Ao ser chamado, entra em uma sala e quando pensa que haveria
somente novas perguntas, o médico lhe informa que
terá que examiná-lo. Pede para Bruno descer
as calças e deitar na pequena cama coberta por um
lençol de papel. Com os olhos fechados ele pensa em
Deuza, e é mais uma vez que Júlia surge entre
sombras. Depois de tirar sangue e urinar em um vidrinho,
Bruno se senta ao redor de “seus” companheiros
de espera.
O
médico mais uma vez o chama ao consultório
e diz que o resultado é negativo; não contraiu
nehuma doença transmissível por sexo, mas é de
bom senso que faça o teste HIV.
Depois
de passar por vários relacionamentos amorosos,
alguns com conseqüências bastante desagradáveis,
dessa vez Deuza podia afirmar com intensidade que estava
mesmo apaixonada. As amigas não acreditavam. Com ela
sempre foi assim; paixão simultânea: o alemão,
o brasileiro, o português, para não mencionar
o holandês, que ficara “derretido” com
os encantos da moça. Mas Deuza falava a verdade; passou
o fim-de-semana pensando em Bruno, não saiu de casa
e não conseguiu fazer nada além de ficar deitada
no sofá pensando no encontro casual de sexta-feira.
Quando Rosaly colocou por acaso um cd antigo com músicas
de Maria Betânia, Deuza pediu que fizesse silêncio
e foi para o quarto chorando.
Na
semana seguinte a situação piorara, pois
sentia o coração apertado, a voz melancólica
e tudo parecia-lhe muito triste. Depois do trabalho caminhava
pelas ruas da cidade, sem direção específíca,
com a esperança de encontrá-lo. Imaginava-se
em seus braços e até mesmo, de mãos
dadas, entre beijos e sorrisos em uma tarde de domingo passeando
em Keukenhof.
Faria
o impossível para descobrir o endereço
de Bruno, afinal de contas sabia que nada acontece por acaso.
E dessa vez, sim, dessa vez, seria para sempre.
O
resultado veio negativo. Bruno não acreditava
em sua sorte, prometendo a si mesmo que nunca mais correria
tão grande risco. Foi para casa e arrumou o apartamento,
lavou o amontoado de roupa suja que largara no chão
desde sua última visita à clínica e
saiu para cortar o cabelo. Impulsionado pelo desejo de sempre
estar de partida, passou na agência de viagem e sem
complicações escolheu um novo destino, um lugar
de sol e praia onde talvez pudesse deitar na areia morna
e sonhar com Júlia.
Através de uma amiga que vagamente conhecia Gerson,
Deuza chegou à casa de Bruno.

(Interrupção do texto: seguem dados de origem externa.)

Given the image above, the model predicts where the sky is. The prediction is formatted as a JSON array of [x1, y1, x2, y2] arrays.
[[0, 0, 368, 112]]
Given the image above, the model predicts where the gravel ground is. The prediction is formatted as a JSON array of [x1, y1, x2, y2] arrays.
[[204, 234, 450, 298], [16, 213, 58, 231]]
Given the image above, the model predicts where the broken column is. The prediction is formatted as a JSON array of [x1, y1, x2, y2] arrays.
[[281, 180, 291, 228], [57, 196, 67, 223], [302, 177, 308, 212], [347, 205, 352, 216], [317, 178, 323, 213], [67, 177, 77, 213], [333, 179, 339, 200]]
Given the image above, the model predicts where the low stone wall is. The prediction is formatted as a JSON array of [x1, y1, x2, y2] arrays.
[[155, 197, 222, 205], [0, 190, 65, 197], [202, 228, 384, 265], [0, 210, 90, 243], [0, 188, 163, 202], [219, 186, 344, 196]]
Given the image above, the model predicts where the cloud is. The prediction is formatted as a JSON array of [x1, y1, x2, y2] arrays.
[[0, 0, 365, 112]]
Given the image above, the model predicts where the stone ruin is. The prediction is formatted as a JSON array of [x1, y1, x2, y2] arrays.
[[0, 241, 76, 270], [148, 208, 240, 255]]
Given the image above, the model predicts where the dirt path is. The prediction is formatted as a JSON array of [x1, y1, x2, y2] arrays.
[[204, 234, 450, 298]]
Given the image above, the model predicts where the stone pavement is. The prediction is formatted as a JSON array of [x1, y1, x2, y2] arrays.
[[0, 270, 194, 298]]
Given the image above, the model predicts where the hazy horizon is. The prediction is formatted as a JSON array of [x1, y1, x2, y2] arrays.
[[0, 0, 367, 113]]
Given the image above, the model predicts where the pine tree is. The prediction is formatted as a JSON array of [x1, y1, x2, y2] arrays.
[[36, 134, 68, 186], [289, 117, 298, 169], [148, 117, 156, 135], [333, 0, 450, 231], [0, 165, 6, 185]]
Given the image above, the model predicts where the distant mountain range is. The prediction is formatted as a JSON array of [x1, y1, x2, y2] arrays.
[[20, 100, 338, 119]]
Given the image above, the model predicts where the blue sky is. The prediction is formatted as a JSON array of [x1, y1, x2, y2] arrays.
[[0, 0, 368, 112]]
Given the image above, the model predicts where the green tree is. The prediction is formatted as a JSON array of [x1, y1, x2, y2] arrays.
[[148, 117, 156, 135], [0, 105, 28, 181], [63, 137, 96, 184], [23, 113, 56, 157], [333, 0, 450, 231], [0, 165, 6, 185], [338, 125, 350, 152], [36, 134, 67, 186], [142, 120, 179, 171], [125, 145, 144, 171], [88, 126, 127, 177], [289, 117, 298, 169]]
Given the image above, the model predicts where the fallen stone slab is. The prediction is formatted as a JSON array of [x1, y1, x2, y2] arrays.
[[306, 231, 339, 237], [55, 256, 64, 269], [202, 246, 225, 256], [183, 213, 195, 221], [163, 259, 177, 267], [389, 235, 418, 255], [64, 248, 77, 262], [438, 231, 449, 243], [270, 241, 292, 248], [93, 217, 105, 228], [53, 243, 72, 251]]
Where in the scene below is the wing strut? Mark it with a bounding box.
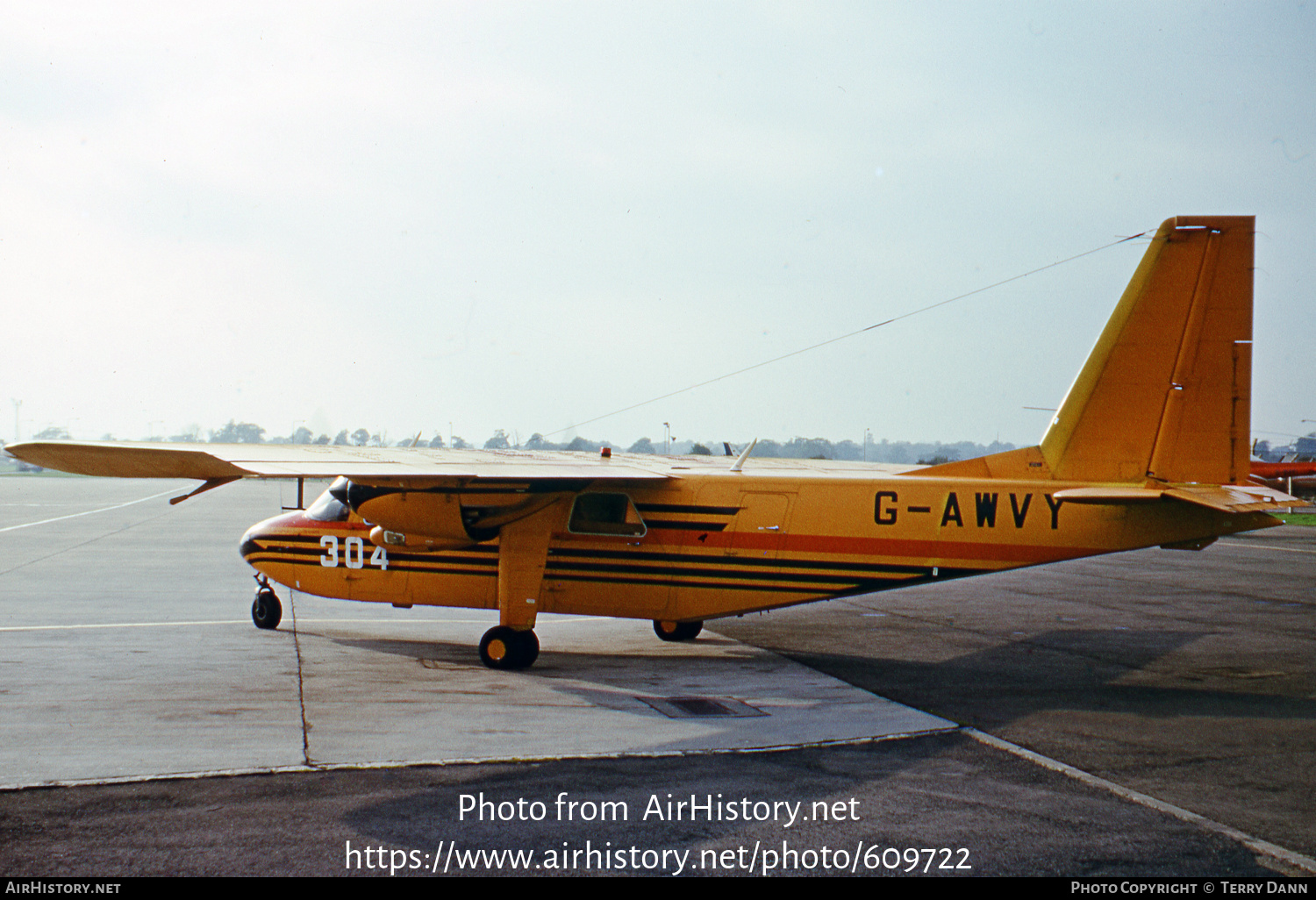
[168,475,239,507]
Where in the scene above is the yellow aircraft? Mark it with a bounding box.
[10,218,1294,668]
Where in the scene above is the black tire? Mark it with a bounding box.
[481,625,540,671]
[654,618,704,641]
[252,591,283,631]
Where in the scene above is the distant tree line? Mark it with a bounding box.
[23,420,1015,465]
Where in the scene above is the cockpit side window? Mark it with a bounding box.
[568,494,647,537]
[307,483,352,523]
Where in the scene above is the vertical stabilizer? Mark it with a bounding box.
[1041,216,1255,484]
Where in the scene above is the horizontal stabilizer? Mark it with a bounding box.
[1052,484,1305,513]
[1165,484,1305,513]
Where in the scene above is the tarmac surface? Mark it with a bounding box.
[0,476,1316,876]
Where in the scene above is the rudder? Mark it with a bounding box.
[1041,216,1255,484]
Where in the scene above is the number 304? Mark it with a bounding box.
[320,534,389,570]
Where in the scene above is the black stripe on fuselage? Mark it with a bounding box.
[636,503,740,516]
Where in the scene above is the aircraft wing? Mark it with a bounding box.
[7,441,674,489]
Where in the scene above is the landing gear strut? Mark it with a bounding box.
[481,625,540,668]
[252,575,283,629]
[654,618,704,641]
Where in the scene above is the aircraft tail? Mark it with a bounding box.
[1041,216,1255,484]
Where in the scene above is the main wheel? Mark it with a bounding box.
[654,618,704,641]
[252,591,283,629]
[481,625,540,670]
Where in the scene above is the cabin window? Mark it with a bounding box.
[568,494,647,537]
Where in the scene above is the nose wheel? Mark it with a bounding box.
[654,618,704,641]
[252,578,283,629]
[481,625,540,670]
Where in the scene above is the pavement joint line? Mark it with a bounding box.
[1219,541,1316,553]
[0,616,653,632]
[0,487,179,532]
[958,725,1316,875]
[0,725,965,794]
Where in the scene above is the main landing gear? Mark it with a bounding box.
[654,618,704,641]
[252,575,283,629]
[481,625,540,668]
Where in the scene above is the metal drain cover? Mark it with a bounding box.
[636,697,768,718]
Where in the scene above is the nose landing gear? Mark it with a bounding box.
[481,625,540,670]
[252,575,283,629]
[654,618,704,641]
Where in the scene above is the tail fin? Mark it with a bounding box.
[1041,216,1255,484]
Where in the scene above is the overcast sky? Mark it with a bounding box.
[0,2,1316,445]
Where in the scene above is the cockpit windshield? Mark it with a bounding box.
[307,478,352,523]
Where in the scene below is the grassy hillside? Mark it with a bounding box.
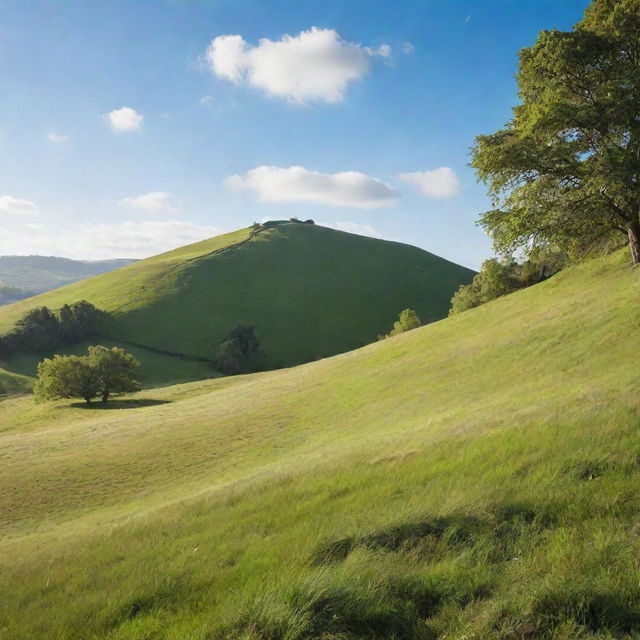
[0,256,133,304]
[0,223,473,381]
[0,254,640,640]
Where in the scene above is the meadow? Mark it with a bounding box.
[0,252,640,640]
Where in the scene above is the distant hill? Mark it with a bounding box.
[0,256,135,305]
[0,222,474,382]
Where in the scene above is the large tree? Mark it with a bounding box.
[34,346,140,403]
[472,0,640,263]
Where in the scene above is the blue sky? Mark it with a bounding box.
[0,0,588,268]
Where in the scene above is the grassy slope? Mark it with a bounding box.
[0,256,132,294]
[0,224,473,384]
[0,254,640,640]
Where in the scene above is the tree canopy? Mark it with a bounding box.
[472,0,640,263]
[33,346,140,402]
[378,309,422,340]
[0,300,100,358]
[449,248,566,316]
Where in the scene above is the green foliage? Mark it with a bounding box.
[216,324,260,375]
[472,0,640,262]
[378,309,422,340]
[34,346,140,402]
[33,355,100,402]
[449,248,566,316]
[0,286,35,305]
[88,345,140,402]
[0,300,99,358]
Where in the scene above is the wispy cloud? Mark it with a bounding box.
[119,191,178,214]
[396,167,461,199]
[45,131,69,144]
[0,196,39,218]
[105,107,144,132]
[205,27,391,104]
[225,165,399,209]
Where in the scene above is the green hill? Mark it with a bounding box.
[0,223,474,383]
[0,253,640,640]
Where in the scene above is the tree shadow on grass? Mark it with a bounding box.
[67,398,172,411]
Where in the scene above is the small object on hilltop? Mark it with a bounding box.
[378,309,422,340]
[33,346,140,403]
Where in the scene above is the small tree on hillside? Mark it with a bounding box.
[378,309,422,340]
[88,346,140,402]
[216,324,260,375]
[34,346,140,403]
[33,355,100,403]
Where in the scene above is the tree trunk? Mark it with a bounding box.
[627,215,640,264]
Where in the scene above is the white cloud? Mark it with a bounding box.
[0,220,222,260]
[205,27,391,104]
[105,107,144,131]
[46,131,69,144]
[318,221,383,239]
[0,196,39,217]
[225,165,399,209]
[119,191,178,214]
[397,167,461,199]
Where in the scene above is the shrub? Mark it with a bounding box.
[216,324,260,375]
[449,249,566,316]
[378,309,422,340]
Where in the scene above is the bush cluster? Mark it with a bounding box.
[33,346,140,403]
[0,300,99,358]
[216,324,261,375]
[378,309,422,340]
[449,250,566,316]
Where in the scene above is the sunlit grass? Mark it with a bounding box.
[0,249,640,640]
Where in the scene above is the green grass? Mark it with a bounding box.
[0,248,640,640]
[0,224,473,382]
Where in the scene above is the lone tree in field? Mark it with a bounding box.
[88,346,140,402]
[472,0,640,264]
[33,346,140,403]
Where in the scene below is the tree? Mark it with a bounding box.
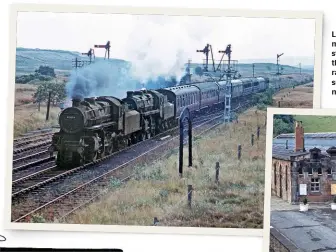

Chegou tarde demais.
Mas sabia que algo em sua vida havia mudado e um propósito
apontava-se em seu destino: “A fé move montanhas!” murmurou
para si mesma, enquanto enfrentava o vento frio que batia
em seu rosto, trazendo-lhe alguma lágrima. Era inverno
em Amsterdã. No verão, tudo fica mais fácil!